The deals continue
Neil Farmer discusses recent mergers and acquisitions activity and details how the trend will continue throughout 2017
In my column I have always extolled the virtues of globalisation. I firmly believe that international trade, market expansion and development of new innovative products in emerging market can only be a good thing.
This view is not necessary a popular one. Protectionism, tariffs and international trade barriers seem to be the order of the day.
I offer my opinion based on a career in international business which has allowed me to see first- hand the benefits of global trade, allowing companies to expand their business activities and in so doing creating new markets. Which is why, in a year of economic uncertainty, recent stories about mergers and acquisitions (M&A) in the packaging industry have reaffirmed my view of the positive benefits of international trade. Take, for example, the deal announced just before Christmas 2016 of Canadian-based label and packaging group CCL Industries agreeing to buy film packaging company Innovia Group for £680 million. This must rank as one of the most significant M&A transactions in the industry. CCL is one of the largest speciality label groups in the world, with annual revenues of CAN $3.0 billion. It employs more than 19,000 people and has 150 manufacturing facilities in North America, Latin America, Europe, Asia, Australia and Africa. Of course an important part of the transaction was the acquisition of Innovia`s skills and expertise in polymer banknote production. The recently-launched £5 banknote in the UK was produced by the company. The deal enables CCL to become a leader in this fast-growing technology. I can only see operational, customer and product innovation growth emanating from this. It is an example of how globalisation and critical mass can help technology grow the market for new products.

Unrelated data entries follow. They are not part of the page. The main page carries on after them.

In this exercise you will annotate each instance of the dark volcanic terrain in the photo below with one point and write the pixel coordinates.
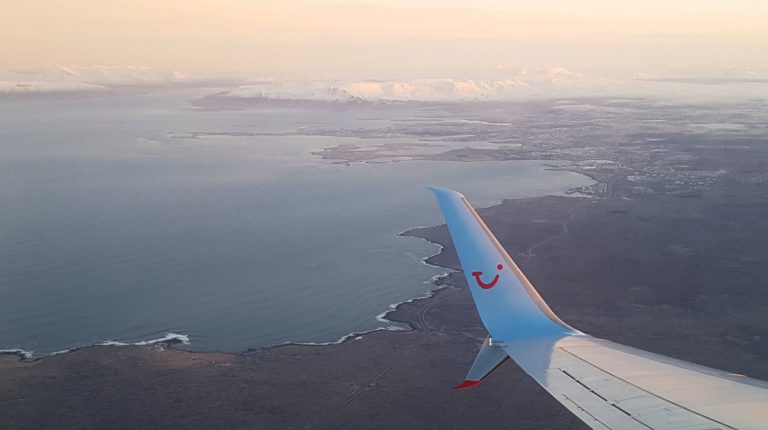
(680, 270)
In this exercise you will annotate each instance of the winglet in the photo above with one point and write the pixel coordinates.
(509, 306)
(466, 384)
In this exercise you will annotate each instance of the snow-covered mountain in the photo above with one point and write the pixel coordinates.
(92, 79)
(522, 83)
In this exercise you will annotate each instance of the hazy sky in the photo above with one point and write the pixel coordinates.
(378, 38)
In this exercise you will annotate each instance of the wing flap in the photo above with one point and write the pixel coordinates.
(606, 385)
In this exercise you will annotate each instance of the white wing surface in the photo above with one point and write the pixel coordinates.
(606, 385)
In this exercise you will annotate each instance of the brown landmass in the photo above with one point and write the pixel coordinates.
(685, 277)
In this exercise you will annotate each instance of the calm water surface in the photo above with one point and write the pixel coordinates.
(113, 227)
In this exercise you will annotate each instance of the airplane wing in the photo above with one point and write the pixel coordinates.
(606, 385)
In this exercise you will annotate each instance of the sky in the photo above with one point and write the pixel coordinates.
(382, 39)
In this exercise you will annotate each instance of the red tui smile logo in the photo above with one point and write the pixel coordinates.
(489, 285)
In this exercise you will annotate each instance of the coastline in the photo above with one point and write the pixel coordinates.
(588, 276)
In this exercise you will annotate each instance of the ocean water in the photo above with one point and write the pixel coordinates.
(117, 225)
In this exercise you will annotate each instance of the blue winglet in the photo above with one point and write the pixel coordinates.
(509, 306)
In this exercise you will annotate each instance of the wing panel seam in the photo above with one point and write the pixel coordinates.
(644, 390)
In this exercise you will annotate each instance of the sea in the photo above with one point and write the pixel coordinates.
(132, 218)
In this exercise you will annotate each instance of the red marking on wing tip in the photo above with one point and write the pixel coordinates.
(466, 384)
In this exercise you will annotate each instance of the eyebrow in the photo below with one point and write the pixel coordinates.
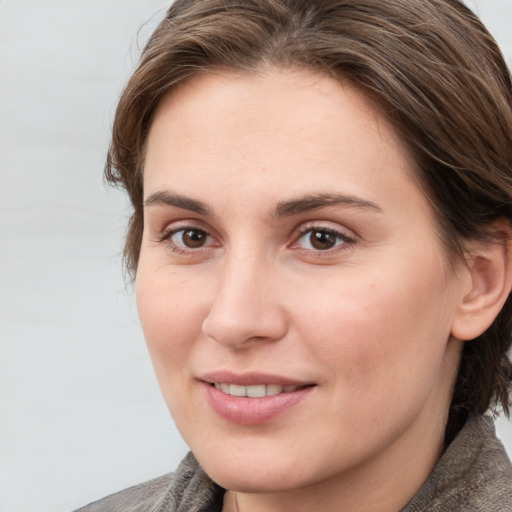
(316, 201)
(283, 208)
(170, 199)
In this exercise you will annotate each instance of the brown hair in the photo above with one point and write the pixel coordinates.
(431, 63)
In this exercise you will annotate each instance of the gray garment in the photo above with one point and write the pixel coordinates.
(473, 475)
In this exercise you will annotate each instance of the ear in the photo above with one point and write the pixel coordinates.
(487, 282)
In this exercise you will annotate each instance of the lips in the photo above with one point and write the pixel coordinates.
(252, 399)
(256, 391)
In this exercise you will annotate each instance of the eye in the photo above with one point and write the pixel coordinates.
(189, 238)
(321, 239)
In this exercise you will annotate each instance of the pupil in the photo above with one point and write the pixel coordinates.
(322, 240)
(193, 238)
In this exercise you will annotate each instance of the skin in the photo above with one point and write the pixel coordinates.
(369, 321)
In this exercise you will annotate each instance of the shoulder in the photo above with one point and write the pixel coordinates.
(189, 489)
(473, 475)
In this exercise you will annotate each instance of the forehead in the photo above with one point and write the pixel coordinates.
(280, 128)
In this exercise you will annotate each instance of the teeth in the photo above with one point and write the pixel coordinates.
(258, 391)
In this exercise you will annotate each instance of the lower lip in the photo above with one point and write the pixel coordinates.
(252, 411)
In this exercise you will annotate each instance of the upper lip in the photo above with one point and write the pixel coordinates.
(250, 379)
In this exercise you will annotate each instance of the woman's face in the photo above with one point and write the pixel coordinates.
(288, 255)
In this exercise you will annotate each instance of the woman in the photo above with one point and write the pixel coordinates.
(321, 244)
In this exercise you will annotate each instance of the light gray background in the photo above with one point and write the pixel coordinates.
(81, 415)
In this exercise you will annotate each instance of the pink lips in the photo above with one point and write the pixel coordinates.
(252, 411)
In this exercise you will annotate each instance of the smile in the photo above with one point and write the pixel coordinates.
(256, 391)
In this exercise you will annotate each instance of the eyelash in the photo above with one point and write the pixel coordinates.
(343, 241)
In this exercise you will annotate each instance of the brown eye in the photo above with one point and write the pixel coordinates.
(190, 238)
(322, 239)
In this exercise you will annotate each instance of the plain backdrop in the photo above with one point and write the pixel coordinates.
(81, 414)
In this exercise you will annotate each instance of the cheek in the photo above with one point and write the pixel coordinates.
(381, 336)
(171, 318)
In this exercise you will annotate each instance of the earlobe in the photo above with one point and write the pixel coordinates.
(489, 278)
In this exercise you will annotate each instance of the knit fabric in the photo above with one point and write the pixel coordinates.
(473, 475)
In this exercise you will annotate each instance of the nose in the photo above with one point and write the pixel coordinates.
(246, 307)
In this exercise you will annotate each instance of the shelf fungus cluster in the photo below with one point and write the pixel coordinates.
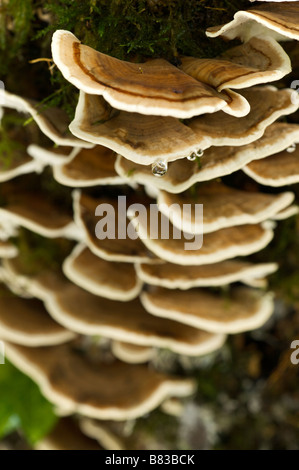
(160, 136)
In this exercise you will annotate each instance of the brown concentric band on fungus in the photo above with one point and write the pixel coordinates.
(243, 310)
(113, 280)
(122, 250)
(275, 19)
(173, 276)
(211, 248)
(131, 134)
(222, 207)
(280, 169)
(155, 87)
(127, 322)
(26, 322)
(33, 211)
(89, 168)
(52, 121)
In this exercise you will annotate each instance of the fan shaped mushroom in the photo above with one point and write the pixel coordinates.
(260, 60)
(244, 309)
(53, 122)
(223, 207)
(113, 280)
(155, 87)
(174, 276)
(213, 247)
(182, 174)
(74, 384)
(130, 134)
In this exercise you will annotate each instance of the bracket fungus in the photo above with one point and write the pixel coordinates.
(223, 207)
(59, 371)
(198, 121)
(182, 174)
(275, 19)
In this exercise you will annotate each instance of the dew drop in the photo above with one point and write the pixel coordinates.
(159, 168)
(291, 148)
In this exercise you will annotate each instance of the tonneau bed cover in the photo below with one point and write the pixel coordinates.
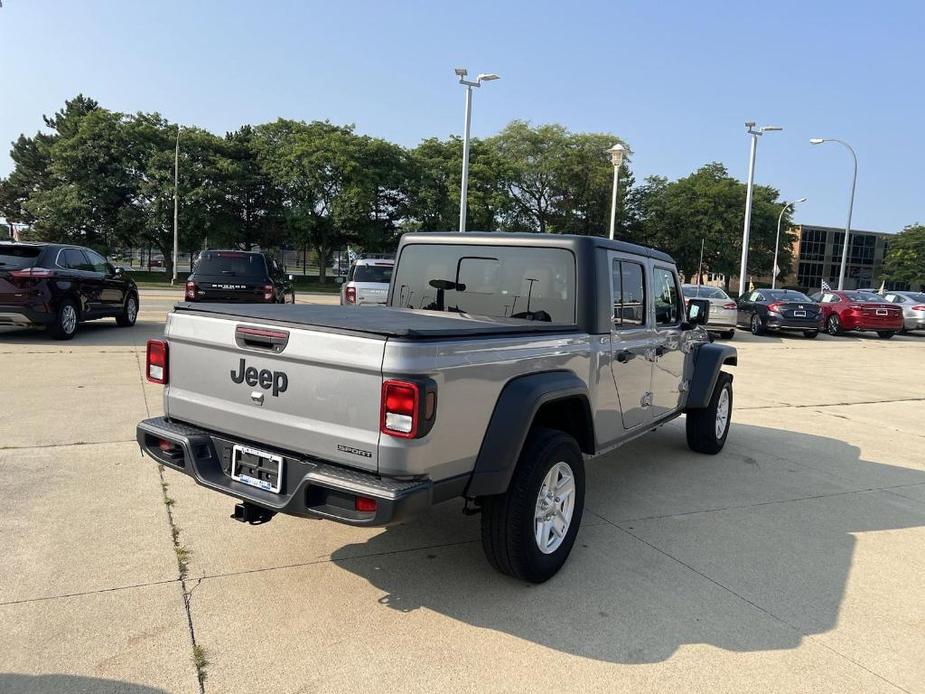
(376, 320)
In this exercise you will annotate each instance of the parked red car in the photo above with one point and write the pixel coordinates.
(843, 311)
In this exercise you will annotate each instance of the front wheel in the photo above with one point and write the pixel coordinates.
(528, 532)
(708, 428)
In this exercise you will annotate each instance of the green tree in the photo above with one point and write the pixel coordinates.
(905, 257)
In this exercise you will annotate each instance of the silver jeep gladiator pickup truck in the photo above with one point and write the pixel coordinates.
(498, 363)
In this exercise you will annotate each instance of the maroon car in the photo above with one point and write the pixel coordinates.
(844, 311)
(58, 286)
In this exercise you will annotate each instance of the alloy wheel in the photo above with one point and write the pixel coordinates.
(555, 504)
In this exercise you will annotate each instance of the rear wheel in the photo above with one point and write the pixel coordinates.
(528, 532)
(129, 312)
(708, 428)
(64, 326)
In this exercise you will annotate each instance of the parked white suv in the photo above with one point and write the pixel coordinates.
(367, 282)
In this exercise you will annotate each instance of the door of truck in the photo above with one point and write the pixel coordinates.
(668, 367)
(631, 338)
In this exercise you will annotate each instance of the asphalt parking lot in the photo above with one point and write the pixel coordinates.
(792, 561)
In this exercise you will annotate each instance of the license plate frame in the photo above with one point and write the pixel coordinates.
(237, 453)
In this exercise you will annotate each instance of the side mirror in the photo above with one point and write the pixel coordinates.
(698, 312)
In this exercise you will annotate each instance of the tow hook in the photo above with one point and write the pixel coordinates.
(251, 513)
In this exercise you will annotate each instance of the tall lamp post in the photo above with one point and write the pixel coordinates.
(755, 133)
(176, 203)
(617, 152)
(461, 72)
(780, 218)
(854, 180)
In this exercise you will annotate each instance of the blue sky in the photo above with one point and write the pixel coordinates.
(677, 80)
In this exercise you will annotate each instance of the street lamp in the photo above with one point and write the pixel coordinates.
(176, 203)
(755, 134)
(780, 217)
(617, 152)
(468, 84)
(854, 180)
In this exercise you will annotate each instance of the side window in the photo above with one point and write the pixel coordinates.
(629, 294)
(667, 298)
(73, 259)
(97, 262)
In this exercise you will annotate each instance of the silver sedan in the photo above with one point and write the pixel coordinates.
(722, 308)
(913, 306)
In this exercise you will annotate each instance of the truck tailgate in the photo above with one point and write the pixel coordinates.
(316, 394)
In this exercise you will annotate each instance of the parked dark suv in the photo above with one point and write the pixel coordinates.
(239, 276)
(58, 286)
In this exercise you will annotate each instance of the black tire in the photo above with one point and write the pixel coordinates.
(129, 312)
(701, 424)
(508, 535)
(67, 317)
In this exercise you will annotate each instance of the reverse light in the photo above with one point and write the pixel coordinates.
(409, 408)
(156, 362)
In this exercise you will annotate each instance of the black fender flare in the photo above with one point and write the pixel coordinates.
(708, 362)
(510, 423)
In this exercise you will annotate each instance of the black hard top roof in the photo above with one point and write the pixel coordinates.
(505, 238)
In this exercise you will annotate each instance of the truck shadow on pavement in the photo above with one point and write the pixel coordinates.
(11, 683)
(749, 550)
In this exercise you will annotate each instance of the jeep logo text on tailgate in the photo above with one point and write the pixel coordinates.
(265, 378)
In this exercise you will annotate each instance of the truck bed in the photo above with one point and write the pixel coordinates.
(376, 320)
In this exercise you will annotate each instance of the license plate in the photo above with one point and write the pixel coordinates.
(257, 468)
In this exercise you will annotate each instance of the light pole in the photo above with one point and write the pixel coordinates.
(176, 202)
(854, 181)
(461, 72)
(755, 134)
(617, 153)
(780, 217)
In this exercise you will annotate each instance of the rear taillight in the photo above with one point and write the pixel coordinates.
(409, 408)
(32, 273)
(156, 362)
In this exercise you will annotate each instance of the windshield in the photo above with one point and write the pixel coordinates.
(13, 257)
(231, 264)
(701, 292)
(373, 273)
(863, 296)
(785, 295)
(498, 281)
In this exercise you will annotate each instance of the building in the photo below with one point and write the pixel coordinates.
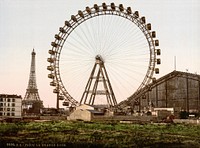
(10, 106)
(85, 112)
(178, 90)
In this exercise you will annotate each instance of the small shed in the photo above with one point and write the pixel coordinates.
(84, 112)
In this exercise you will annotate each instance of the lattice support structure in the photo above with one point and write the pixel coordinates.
(97, 76)
(32, 98)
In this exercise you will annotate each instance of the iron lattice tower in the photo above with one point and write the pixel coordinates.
(32, 91)
(97, 76)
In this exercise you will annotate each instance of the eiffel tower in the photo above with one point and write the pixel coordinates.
(98, 77)
(31, 101)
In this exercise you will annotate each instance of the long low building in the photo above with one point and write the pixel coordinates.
(10, 106)
(178, 90)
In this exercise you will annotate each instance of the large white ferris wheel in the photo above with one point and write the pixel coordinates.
(102, 55)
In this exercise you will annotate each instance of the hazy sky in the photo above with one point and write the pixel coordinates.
(28, 24)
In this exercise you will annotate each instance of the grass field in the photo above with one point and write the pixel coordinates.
(82, 134)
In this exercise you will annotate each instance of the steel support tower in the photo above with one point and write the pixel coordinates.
(32, 95)
(97, 76)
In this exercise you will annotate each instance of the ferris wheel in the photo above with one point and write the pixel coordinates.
(102, 55)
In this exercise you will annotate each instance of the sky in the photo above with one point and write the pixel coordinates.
(27, 24)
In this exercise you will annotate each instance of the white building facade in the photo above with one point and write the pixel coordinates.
(10, 106)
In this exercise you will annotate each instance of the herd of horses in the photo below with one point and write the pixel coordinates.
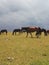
(28, 30)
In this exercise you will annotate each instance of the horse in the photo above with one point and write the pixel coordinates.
(3, 31)
(16, 30)
(39, 32)
(47, 31)
(29, 30)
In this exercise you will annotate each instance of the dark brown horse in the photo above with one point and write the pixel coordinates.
(3, 31)
(15, 31)
(39, 32)
(47, 31)
(29, 30)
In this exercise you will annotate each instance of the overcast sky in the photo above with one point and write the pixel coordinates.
(18, 13)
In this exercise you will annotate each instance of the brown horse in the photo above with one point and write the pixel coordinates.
(15, 31)
(3, 31)
(47, 31)
(29, 30)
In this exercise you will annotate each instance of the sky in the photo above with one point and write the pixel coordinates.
(19, 13)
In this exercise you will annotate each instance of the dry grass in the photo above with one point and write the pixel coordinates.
(19, 50)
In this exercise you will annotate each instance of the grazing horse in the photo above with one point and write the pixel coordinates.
(16, 30)
(39, 32)
(47, 31)
(29, 30)
(3, 31)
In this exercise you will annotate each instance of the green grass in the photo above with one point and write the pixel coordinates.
(25, 51)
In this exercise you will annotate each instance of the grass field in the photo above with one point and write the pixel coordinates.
(19, 50)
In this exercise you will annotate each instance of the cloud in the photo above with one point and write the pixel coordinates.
(17, 13)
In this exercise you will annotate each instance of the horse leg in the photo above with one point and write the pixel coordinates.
(12, 33)
(15, 33)
(6, 32)
(27, 34)
(31, 34)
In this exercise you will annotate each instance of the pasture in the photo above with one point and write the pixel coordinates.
(19, 50)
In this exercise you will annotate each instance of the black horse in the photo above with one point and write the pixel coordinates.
(47, 31)
(39, 32)
(3, 31)
(29, 30)
(15, 31)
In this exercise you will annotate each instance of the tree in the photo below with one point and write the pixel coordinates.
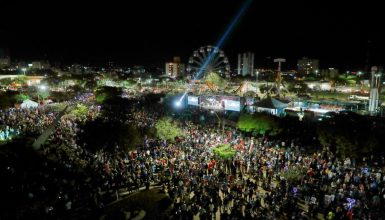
(349, 136)
(259, 124)
(167, 129)
(21, 97)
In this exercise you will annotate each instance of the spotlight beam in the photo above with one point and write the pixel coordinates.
(219, 44)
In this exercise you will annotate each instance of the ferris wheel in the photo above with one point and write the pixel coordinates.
(217, 63)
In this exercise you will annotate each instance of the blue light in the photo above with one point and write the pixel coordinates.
(219, 44)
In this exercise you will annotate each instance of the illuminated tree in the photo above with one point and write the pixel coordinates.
(21, 97)
(259, 124)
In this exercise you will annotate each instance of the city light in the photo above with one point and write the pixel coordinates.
(43, 87)
(218, 45)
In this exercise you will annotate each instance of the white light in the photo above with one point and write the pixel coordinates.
(43, 87)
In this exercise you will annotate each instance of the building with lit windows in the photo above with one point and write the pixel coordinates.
(246, 64)
(175, 69)
(306, 66)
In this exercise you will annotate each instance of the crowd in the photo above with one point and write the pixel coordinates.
(250, 185)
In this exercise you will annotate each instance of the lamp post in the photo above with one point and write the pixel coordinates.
(41, 88)
(219, 121)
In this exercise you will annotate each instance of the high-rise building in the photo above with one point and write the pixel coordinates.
(375, 86)
(308, 66)
(175, 68)
(246, 64)
(40, 65)
(5, 59)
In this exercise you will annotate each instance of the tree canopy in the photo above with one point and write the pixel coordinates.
(350, 136)
(259, 124)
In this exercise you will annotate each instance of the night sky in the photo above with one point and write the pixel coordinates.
(152, 32)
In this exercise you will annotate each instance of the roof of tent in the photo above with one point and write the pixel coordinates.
(29, 104)
(271, 103)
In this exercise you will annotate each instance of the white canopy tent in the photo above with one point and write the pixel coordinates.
(29, 104)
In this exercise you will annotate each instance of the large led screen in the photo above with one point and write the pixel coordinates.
(212, 102)
(193, 100)
(232, 103)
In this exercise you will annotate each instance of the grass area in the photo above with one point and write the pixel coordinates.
(154, 202)
(224, 151)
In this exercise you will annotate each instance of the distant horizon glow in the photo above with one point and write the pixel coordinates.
(219, 44)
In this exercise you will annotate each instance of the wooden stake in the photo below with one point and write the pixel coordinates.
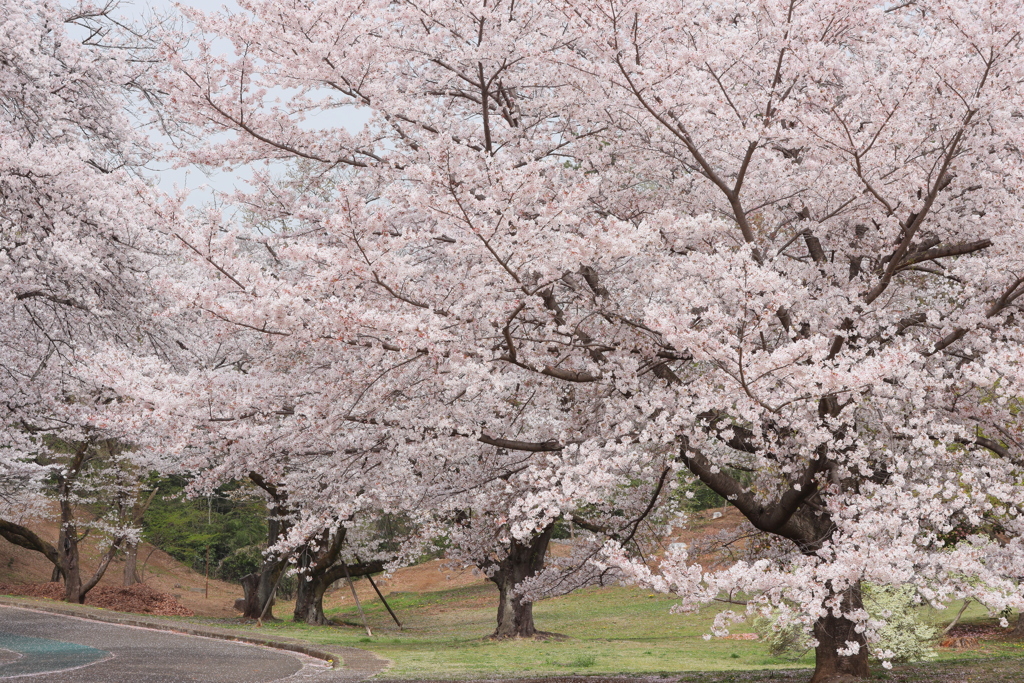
(381, 596)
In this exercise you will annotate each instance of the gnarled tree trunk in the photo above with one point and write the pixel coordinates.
(130, 577)
(835, 633)
(515, 615)
(309, 601)
(258, 588)
(320, 570)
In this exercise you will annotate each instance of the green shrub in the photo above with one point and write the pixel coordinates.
(903, 637)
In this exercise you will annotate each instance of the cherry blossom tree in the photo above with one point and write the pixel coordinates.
(780, 240)
(76, 242)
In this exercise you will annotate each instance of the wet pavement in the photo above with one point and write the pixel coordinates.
(39, 646)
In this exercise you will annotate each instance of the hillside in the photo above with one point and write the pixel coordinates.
(166, 574)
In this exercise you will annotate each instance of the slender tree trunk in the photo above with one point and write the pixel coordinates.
(834, 633)
(309, 601)
(131, 564)
(71, 567)
(515, 615)
(258, 589)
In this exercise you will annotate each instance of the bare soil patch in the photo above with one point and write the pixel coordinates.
(140, 599)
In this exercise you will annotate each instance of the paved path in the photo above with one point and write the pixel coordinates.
(60, 648)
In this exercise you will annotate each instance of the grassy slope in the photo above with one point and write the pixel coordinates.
(610, 631)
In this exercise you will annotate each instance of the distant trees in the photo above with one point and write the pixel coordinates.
(776, 240)
(77, 226)
(578, 249)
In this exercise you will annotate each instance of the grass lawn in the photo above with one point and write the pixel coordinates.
(609, 631)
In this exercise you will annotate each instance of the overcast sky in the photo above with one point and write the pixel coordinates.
(140, 10)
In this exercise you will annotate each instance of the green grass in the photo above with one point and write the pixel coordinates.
(608, 630)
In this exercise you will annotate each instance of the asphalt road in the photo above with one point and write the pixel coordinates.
(40, 646)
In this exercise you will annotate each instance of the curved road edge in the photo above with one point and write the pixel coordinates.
(356, 664)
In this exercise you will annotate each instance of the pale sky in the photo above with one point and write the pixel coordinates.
(139, 10)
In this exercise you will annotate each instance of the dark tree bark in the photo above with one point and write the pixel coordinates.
(515, 615)
(315, 577)
(834, 633)
(130, 577)
(26, 538)
(320, 570)
(258, 588)
(133, 513)
(795, 517)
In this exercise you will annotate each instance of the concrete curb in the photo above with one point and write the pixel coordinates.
(354, 663)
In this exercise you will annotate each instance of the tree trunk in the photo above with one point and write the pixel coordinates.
(258, 588)
(309, 601)
(70, 565)
(131, 564)
(515, 615)
(834, 633)
(26, 538)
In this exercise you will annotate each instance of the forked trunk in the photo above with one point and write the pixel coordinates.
(70, 564)
(131, 563)
(258, 589)
(835, 633)
(309, 601)
(515, 615)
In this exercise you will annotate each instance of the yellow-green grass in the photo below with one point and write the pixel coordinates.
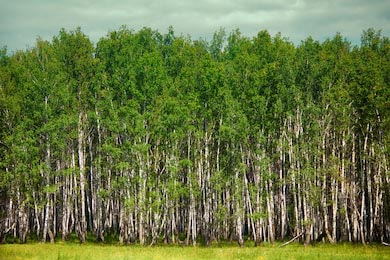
(94, 251)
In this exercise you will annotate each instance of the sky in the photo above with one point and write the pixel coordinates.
(22, 21)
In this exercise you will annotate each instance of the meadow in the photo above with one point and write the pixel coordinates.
(93, 251)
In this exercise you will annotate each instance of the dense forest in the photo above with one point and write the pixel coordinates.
(152, 138)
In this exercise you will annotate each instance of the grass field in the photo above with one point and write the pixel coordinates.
(73, 251)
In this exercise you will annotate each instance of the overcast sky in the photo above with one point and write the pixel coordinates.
(21, 21)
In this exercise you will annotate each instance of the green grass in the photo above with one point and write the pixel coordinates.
(92, 251)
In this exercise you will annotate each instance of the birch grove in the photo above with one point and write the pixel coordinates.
(149, 138)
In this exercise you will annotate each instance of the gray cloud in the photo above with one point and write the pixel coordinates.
(22, 21)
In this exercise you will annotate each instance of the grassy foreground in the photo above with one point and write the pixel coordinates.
(91, 251)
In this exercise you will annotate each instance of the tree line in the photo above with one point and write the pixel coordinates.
(151, 138)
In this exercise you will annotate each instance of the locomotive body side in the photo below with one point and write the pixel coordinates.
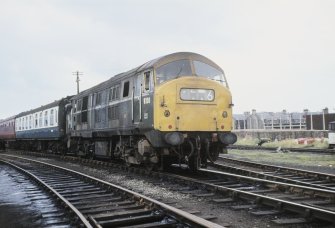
(174, 108)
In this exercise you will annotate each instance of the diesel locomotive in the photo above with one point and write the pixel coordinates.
(173, 109)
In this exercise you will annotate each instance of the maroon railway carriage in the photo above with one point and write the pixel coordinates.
(7, 131)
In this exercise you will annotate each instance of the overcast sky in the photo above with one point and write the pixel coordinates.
(277, 54)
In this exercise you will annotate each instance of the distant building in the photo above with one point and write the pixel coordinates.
(283, 120)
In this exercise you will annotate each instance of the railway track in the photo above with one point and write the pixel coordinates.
(270, 197)
(291, 203)
(96, 203)
(276, 173)
(300, 150)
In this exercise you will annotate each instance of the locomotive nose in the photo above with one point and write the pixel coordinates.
(174, 138)
(227, 138)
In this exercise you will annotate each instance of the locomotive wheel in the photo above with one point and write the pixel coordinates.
(194, 163)
(214, 151)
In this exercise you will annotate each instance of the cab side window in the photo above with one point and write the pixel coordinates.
(126, 88)
(146, 85)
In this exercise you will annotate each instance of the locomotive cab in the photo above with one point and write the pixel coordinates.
(192, 109)
(331, 135)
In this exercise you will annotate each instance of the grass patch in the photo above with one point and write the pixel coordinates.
(287, 143)
(304, 159)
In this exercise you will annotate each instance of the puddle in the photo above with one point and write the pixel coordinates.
(20, 205)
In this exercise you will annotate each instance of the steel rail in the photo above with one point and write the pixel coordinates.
(300, 150)
(266, 176)
(182, 216)
(280, 204)
(324, 176)
(82, 218)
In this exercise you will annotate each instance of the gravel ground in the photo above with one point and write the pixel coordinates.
(146, 186)
(324, 163)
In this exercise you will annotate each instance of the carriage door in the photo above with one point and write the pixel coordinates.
(136, 99)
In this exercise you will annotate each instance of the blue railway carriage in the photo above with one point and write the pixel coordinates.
(331, 135)
(173, 109)
(42, 128)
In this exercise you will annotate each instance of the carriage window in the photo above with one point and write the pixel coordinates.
(111, 95)
(40, 121)
(84, 110)
(114, 93)
(30, 121)
(51, 117)
(126, 89)
(117, 92)
(46, 118)
(113, 112)
(98, 99)
(36, 121)
(173, 70)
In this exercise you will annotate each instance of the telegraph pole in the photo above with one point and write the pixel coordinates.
(77, 80)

Two acquisitions in December 2016 by RPC Group in buying Dutch-owned storage solution company ESE World and Astrapak in South Africa confirmed its strategy of targeted international expansion. In the case of ESE it enabled RPC to expand its product offering in Europe and with Astrapak it created a foothold in the sub-Saharan market. RPC now has operations in 30 countries and employs 20,000 people. There will be substantial growth for the company over the next five years as advances in plastics technology continue, enabling materials to improve in functional performance and become more environmentally friendly.
Add to this Dutch private equity group Egeria completing the acquisition of Clondalkin Flexible Packaging Group, also in December, and the report that German-based rigid films maker Klockner Pentaplast Group was planning an initial public offering (IPO), you can see why I am bullish about the international market in 2017. Whilst we might be unsure about the political landscape in relation to Russia over the next four years, this has not stopped USA flexible packaging group Sealed Air Corp from launching production at a new Euros 9.5 million food packaging plant at Volgograd in South Western Russia. Sealed Air first entered the Russian market in September 1993 when the now merged packaging business Cryovac established a joint venture. Since then it has helped transform fresh food packaging in Russia.